To po­wie­dziaw­szy, wy­szarp­nęła z ba­gaż­nika naj­więk­szą na świe­cie wa­lizkę, jaką Inga wi­działa na oczy, po czym ge­stem za­chę­ciła przy­ja­ciółki do tego sa­mego. Kiedy auto było pu­ste, za­sia­dła za kół­kiem i zgrab­nie prze­je­chała ka­wa­łek da­lej na naj­zwy­klej­sze miej­sce, wą­skie i nie­ustawne jak bo­gini przy­ka­zała.
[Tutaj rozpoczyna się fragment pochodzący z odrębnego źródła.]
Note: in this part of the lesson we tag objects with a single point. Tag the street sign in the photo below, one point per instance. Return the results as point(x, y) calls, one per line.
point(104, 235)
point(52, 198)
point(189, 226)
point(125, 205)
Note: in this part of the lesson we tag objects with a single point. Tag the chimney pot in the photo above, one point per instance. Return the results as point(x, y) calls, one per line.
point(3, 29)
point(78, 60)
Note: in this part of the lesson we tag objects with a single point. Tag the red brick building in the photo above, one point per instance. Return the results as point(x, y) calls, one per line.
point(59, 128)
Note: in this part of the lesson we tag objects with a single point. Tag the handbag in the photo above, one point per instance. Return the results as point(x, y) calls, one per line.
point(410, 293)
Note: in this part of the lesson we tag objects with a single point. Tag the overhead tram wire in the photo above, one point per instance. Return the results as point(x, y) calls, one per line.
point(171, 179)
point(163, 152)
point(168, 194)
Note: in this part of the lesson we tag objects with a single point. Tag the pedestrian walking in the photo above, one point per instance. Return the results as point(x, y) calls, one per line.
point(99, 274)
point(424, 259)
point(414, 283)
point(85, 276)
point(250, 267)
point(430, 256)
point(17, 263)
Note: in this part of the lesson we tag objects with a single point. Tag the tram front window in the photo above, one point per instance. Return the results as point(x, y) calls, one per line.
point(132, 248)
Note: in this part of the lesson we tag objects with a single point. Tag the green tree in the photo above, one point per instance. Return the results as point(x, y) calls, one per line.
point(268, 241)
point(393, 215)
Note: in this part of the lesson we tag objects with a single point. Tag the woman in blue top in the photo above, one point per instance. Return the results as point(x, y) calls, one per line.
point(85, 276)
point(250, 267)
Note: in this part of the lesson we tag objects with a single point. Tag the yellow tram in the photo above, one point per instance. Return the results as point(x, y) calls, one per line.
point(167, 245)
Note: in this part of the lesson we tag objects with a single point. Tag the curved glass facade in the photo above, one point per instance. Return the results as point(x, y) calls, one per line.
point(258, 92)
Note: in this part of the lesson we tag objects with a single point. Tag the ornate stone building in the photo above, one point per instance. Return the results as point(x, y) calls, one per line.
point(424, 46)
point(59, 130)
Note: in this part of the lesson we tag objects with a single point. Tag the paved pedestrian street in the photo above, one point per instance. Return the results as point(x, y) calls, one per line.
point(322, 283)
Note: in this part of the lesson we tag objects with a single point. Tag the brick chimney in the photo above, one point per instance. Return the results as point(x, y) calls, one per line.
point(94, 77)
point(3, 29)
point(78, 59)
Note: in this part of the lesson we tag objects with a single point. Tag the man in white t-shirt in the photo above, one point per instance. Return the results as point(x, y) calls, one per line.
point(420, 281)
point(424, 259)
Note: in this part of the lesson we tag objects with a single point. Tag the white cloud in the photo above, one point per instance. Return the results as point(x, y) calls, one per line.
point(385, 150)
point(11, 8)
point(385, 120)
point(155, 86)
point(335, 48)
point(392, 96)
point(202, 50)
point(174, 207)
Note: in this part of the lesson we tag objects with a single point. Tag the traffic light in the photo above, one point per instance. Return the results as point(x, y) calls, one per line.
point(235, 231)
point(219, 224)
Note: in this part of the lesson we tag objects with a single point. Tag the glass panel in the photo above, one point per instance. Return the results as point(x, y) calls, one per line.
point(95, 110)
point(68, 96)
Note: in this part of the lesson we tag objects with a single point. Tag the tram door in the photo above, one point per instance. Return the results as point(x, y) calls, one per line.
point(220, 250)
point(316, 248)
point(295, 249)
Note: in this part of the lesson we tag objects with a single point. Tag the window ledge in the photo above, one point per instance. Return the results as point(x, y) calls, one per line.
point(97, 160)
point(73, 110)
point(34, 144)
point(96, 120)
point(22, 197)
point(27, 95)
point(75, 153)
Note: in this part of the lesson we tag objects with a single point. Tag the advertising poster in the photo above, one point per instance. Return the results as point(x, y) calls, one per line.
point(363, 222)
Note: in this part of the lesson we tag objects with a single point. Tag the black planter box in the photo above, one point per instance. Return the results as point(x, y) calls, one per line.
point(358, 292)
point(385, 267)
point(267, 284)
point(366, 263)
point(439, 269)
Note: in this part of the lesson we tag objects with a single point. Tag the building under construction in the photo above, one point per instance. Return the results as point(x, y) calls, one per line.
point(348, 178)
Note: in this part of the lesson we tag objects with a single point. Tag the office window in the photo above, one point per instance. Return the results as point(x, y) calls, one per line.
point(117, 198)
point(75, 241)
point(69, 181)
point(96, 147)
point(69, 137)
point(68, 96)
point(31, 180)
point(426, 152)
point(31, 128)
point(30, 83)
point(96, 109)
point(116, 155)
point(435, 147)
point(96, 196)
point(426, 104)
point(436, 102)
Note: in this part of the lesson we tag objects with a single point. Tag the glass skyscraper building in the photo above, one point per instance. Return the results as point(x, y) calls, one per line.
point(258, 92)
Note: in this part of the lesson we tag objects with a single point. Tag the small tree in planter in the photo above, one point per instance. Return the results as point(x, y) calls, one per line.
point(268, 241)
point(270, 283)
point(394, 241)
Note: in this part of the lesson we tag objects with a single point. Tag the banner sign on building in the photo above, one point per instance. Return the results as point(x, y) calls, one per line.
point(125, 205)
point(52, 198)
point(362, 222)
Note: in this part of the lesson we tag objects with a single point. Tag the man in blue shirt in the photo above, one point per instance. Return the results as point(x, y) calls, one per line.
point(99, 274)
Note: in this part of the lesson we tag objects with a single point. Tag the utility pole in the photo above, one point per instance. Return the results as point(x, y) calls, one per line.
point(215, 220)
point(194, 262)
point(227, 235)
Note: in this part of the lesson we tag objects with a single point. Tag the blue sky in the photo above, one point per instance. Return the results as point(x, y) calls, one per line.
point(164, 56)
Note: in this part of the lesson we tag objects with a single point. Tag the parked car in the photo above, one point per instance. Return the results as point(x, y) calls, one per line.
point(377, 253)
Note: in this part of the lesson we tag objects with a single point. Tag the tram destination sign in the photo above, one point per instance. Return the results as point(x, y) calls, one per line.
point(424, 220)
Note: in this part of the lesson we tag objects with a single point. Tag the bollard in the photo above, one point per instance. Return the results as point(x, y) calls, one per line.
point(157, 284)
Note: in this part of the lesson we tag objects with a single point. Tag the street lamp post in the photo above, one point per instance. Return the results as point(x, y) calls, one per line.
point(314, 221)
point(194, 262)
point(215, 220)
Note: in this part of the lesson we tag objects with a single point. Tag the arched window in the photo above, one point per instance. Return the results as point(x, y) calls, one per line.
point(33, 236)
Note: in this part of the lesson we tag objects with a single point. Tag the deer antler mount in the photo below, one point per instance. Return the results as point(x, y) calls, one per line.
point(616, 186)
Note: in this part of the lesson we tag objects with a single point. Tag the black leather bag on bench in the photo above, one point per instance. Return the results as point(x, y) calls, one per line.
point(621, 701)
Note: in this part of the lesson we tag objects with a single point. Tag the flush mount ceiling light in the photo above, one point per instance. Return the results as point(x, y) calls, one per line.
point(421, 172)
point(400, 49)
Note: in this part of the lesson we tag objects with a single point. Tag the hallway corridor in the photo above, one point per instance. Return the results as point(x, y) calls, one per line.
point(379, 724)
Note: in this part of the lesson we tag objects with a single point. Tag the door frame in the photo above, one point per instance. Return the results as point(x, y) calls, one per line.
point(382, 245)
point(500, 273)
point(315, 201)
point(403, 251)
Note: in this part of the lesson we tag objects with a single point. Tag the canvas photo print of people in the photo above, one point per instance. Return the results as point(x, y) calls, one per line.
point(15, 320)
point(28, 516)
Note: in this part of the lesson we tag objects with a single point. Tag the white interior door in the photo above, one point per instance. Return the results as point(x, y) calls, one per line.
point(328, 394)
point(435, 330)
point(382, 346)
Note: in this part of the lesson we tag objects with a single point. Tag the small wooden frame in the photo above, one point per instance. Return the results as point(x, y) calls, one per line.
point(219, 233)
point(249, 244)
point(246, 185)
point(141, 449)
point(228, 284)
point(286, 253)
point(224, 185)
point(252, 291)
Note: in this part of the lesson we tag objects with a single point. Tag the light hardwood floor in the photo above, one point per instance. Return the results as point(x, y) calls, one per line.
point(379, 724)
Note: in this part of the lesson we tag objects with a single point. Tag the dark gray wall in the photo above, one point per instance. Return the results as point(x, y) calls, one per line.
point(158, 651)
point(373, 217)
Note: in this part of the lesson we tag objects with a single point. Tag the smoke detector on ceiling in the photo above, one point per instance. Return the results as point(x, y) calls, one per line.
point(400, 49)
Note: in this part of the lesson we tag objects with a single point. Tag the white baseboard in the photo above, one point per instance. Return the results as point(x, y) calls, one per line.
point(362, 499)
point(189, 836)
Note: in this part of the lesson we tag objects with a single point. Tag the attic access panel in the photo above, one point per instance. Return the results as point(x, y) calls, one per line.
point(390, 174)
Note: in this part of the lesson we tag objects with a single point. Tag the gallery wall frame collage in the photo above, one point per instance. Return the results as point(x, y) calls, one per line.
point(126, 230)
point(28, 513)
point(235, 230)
Męż­czy­zna tkwił jesz­cze przez chwilę w bez­ru­chu, usi­łu­jąc zro­zu­mieć na­gły wy­buch nie­zna­jo­mej, po czym zre­zy­gno­wany wziął głę­boki od­dech i ru­szył ku win­dzie. Bar­bara po chwili zma­te­ria­li­zo­wała się obok dziew­czyn i wy­jąw­szy rączkę wa­lizki, za­ko­men­de­ro­wała:

– C’mon, girls, nie za­mie­rzam tu spę­dzić ani kwa­dransa dłu­żej. Choć czuję, że te­raz nie kawa, a me­lisa bę­dzie mi po­trzebna. Naj­le­piej w ja­kimś po­rząd­nym drinku.